What comes to mind for you when you hear the words, being poor in spirit? When Jesus said blessed are the poor (πτωχός ptōchos), the concept He posited is that of being humble. Our Lord was not saying to His Bride, I want you to be so impoverished that you will go out looking for something to make you feel better, or to fill your time. That concept would imply that would be a harlot. That is certainly not what God expects from His Bride. Listen to Ephesians 5:27~He did this to present her to himself as a glorious church without a spot or wrinkle or any other blemish. Instead, she will be holy and without fault. (NLT)

When Jesus said blessed are the poor in spirit, what He simply meant is this: We must be humble in our spirits. If we put the word humble in place of the word poor, we discover a better handhold for us to grasp. For how much humility does it take to admit that we need help? One of

the things we must be giving-up is our pride, as we humbly ask for help. 

In other words, when we come to God, we must realize that the sin in our lives is our own sin. That we are spiritually empty and in desperate poverty. We must not be self-satisfied, attempting to position ourselves in an attempt to vindicate our choices, for this is proud in our hearts, thinking we don’t really need God. If we are attempting to live this way, then God cannot bless us. Listen as James reminds us in James 4:6~ But he gives us more grace. That is why Scripture says: “God opposes the proud but shows favor to the humble.” (NIV) 

To be poor in spirit is to recognize our need for God. To discern that what we are lacking is a relationship that is freeing us, and not binding us. To be poor is to be in a position of need that begs humility as we ask for God’s help. Taking the position of humility we find freedom, we find peace, we find joy in our soul because we have asked of God and what He gives, is freedom. Freedom to enjoy, freedom of proximity, whereby we may enter with holy boldness before the throne of grace. (Hebrews 4:16) In God’s presence, with Him sitting on the throne of our hearts, we discover the freedom to revel in the love of the one who formed us. 

All too often, we go out seeking the repairman when what we need to be doing is seeking the Creator. It was God who formed and fashioned our lives. Psalm 139:16~You saw me before I was born. Every day of my life was recorded in your book. Every moment was laid out before a single day had passed. (NLT) When we give up on our way and accept God’s plan for our lives (Jeremiah 29:11-13), we find freedom from possessing all things, yet we possess everything in Jesus Christ. 
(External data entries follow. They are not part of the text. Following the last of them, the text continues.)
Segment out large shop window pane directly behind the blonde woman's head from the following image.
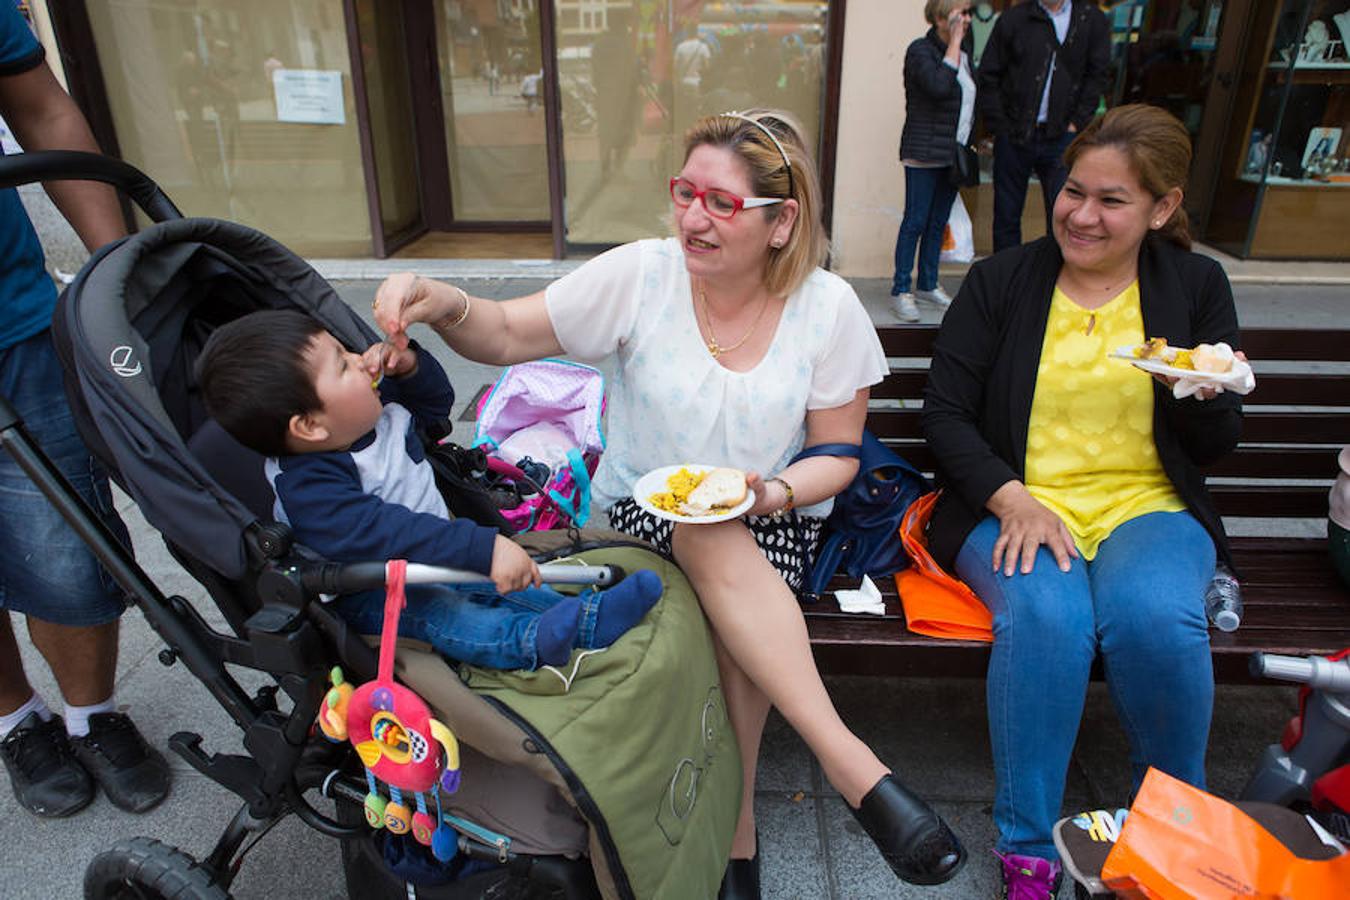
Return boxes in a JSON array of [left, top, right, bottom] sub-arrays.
[[555, 0, 829, 244]]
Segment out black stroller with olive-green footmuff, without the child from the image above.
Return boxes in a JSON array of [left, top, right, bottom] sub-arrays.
[[0, 154, 741, 900]]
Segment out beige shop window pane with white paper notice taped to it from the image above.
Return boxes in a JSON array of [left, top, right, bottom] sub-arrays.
[[86, 0, 370, 256]]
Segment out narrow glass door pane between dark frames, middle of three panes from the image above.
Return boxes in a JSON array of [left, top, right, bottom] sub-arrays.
[[436, 0, 549, 221]]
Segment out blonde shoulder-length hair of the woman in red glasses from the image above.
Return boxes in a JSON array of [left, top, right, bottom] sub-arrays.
[[684, 109, 829, 297]]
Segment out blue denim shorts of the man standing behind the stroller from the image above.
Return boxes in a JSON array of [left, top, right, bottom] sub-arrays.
[[0, 331, 130, 626]]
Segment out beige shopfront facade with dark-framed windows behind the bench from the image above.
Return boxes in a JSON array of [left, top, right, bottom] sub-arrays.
[[30, 0, 1350, 277]]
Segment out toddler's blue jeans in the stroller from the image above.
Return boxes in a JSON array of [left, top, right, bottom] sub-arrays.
[[333, 584, 599, 669]]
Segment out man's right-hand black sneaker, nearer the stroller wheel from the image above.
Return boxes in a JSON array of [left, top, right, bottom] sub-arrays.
[[70, 712, 169, 812]]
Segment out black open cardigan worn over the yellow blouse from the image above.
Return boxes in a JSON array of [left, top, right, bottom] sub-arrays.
[[923, 233, 1242, 571]]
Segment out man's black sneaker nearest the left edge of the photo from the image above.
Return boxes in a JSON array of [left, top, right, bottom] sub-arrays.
[[0, 712, 93, 819]]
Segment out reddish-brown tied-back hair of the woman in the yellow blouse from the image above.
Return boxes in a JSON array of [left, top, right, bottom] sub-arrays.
[[1064, 103, 1191, 250]]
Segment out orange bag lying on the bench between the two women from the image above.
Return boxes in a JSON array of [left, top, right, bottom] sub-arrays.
[[895, 491, 994, 642]]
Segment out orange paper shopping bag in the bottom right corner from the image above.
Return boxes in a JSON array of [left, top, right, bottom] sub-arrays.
[[1102, 769, 1350, 900]]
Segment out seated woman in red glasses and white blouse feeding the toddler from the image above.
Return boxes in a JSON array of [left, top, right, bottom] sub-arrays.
[[375, 111, 965, 897]]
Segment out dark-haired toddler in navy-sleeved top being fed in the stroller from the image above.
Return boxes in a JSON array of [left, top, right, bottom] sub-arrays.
[[197, 310, 662, 669]]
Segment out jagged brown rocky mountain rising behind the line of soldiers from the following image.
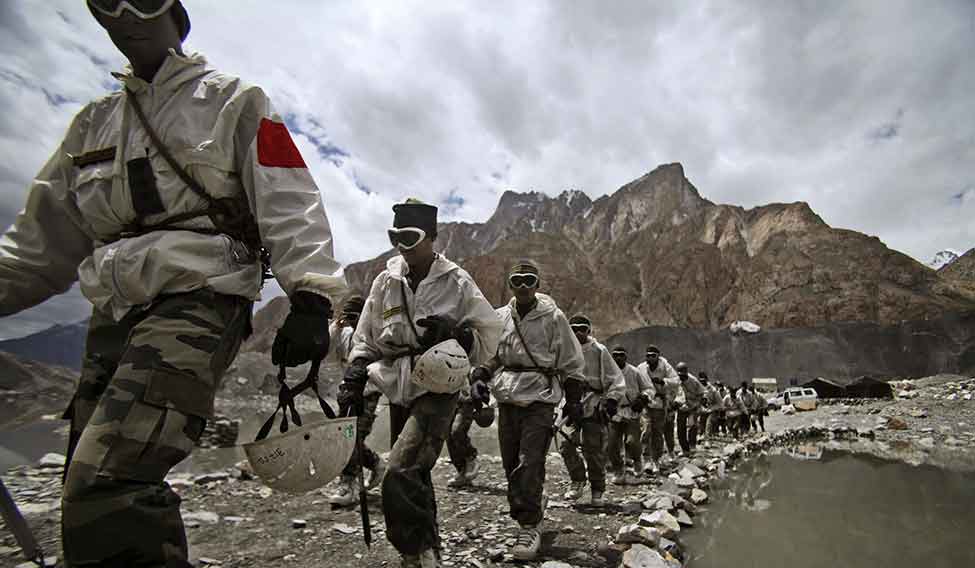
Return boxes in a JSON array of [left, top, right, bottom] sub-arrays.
[[346, 164, 975, 336]]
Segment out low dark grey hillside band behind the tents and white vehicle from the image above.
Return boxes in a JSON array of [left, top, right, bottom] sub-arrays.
[[605, 312, 975, 384]]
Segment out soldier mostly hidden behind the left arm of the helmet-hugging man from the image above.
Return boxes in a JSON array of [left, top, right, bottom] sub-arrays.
[[328, 296, 386, 507]]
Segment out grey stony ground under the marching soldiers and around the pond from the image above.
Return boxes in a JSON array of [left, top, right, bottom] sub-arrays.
[[0, 376, 975, 568]]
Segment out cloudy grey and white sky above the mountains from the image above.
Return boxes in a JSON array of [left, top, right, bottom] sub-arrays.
[[0, 0, 975, 338]]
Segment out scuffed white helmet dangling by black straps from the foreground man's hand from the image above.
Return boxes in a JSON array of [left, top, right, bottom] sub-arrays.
[[244, 416, 356, 493]]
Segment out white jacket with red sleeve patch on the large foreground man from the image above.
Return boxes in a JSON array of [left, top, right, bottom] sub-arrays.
[[0, 52, 346, 319]]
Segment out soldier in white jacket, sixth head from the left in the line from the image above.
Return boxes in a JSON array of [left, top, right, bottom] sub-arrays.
[[607, 345, 655, 485]]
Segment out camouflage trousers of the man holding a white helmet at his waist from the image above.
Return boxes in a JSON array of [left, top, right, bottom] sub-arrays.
[[382, 393, 457, 555]]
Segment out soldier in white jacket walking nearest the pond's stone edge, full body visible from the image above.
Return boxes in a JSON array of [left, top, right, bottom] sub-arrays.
[[471, 260, 585, 560]]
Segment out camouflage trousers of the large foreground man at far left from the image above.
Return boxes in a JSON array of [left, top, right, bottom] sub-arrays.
[[61, 290, 251, 568]]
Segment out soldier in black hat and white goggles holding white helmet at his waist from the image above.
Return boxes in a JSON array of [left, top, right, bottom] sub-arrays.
[[339, 199, 501, 568]]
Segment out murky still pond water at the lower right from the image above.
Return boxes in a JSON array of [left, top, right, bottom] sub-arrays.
[[686, 446, 975, 568]]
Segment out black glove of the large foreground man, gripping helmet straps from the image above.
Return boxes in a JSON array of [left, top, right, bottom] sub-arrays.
[[271, 291, 332, 367]]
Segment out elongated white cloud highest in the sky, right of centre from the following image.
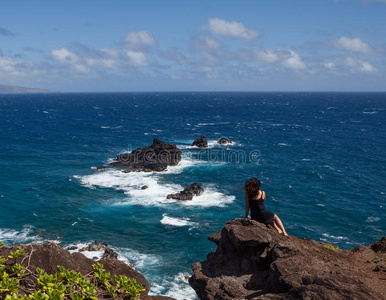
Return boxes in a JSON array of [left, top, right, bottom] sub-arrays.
[[208, 18, 259, 41]]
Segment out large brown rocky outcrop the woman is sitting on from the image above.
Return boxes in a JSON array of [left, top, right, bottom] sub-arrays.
[[189, 218, 386, 300]]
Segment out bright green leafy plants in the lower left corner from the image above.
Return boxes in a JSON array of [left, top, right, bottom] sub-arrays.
[[0, 242, 145, 300]]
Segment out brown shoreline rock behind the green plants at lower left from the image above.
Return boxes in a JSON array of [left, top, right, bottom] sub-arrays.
[[0, 243, 175, 300]]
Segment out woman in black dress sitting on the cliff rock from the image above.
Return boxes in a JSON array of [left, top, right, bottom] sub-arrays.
[[244, 178, 288, 236]]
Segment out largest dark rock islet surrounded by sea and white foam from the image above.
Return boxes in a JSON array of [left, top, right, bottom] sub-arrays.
[[109, 138, 181, 172]]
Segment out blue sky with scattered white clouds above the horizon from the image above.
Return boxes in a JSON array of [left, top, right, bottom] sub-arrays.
[[0, 0, 386, 92]]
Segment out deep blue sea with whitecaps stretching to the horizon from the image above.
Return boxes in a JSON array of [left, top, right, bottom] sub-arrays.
[[0, 92, 386, 299]]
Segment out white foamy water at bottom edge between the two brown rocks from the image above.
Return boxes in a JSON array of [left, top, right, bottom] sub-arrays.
[[149, 273, 198, 300]]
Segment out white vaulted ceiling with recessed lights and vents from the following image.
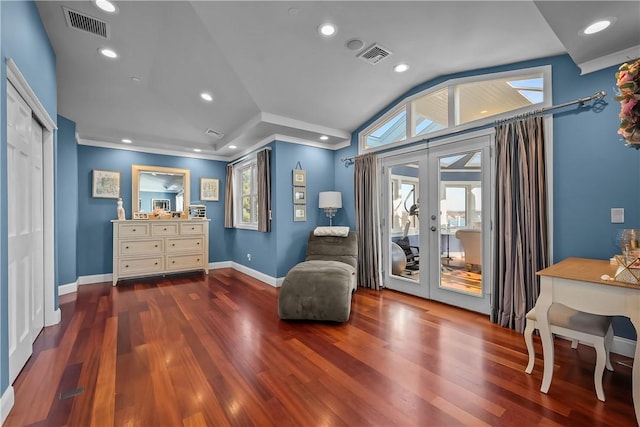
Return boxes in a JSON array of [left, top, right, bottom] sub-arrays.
[[37, 0, 640, 159]]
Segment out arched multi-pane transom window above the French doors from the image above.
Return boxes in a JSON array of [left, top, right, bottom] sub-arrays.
[[358, 66, 551, 152]]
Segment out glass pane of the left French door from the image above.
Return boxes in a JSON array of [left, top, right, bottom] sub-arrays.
[[389, 163, 420, 282]]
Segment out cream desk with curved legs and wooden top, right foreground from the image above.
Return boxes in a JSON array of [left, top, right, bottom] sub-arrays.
[[536, 258, 640, 424]]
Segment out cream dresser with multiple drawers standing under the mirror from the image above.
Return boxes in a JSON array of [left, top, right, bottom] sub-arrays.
[[111, 219, 209, 286]]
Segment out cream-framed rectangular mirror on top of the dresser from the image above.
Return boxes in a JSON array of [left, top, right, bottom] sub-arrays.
[[131, 165, 191, 217]]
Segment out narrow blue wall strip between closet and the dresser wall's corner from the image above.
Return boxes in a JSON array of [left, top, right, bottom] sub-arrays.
[[54, 116, 78, 286]]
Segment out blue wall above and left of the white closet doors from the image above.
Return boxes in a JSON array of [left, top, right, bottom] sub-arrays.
[[0, 1, 57, 404]]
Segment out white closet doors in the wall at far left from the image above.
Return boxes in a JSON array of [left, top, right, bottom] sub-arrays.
[[7, 82, 44, 382]]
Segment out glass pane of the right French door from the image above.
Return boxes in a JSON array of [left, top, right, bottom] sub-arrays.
[[438, 151, 483, 296]]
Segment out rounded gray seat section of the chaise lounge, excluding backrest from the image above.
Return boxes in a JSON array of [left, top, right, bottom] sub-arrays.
[[278, 261, 356, 322]]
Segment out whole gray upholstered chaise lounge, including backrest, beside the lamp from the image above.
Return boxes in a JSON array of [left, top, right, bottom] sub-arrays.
[[278, 231, 358, 322]]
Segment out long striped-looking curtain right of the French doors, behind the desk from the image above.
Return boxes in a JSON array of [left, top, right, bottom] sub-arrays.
[[491, 117, 549, 332]]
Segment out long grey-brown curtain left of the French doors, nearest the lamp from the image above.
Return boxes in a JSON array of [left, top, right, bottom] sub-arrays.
[[354, 154, 382, 290]]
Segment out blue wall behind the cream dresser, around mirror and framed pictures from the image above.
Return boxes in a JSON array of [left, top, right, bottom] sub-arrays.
[[77, 145, 229, 276]]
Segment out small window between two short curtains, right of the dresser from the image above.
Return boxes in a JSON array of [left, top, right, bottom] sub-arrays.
[[233, 158, 258, 230]]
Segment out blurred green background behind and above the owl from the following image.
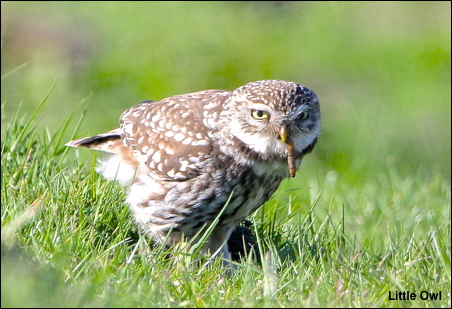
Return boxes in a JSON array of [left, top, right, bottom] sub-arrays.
[[1, 1, 451, 306]]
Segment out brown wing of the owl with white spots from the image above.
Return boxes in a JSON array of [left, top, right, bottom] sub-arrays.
[[120, 90, 227, 181]]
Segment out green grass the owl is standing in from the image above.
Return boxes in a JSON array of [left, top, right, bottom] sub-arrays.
[[1, 99, 451, 307]]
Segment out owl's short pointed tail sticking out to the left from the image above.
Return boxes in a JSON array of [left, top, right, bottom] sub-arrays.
[[66, 129, 123, 153]]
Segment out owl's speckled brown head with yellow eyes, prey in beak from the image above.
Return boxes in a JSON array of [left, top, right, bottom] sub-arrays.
[[223, 80, 320, 176]]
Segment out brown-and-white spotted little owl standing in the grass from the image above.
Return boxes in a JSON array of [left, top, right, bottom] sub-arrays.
[[66, 80, 320, 259]]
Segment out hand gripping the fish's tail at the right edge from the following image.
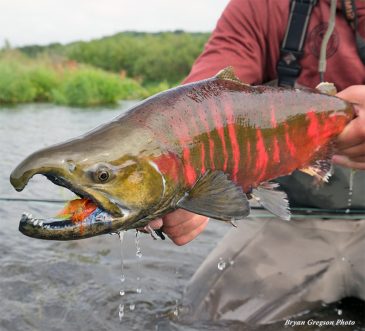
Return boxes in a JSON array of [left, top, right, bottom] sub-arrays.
[[332, 85, 365, 169]]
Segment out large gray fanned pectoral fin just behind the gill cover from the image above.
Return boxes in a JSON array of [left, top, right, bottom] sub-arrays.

So are you Giving-Up, or are you giving up? Don’t take the road of apathy and just go through life allowing the days to fan past like pages in a book. Instead, give-up by surrendering your whole life to God. Take a few moments to let the Lord have everything. If you are like most people there is a small corner closet that needs to be given to the Lord. So, go ahead and ask Him to help you let go.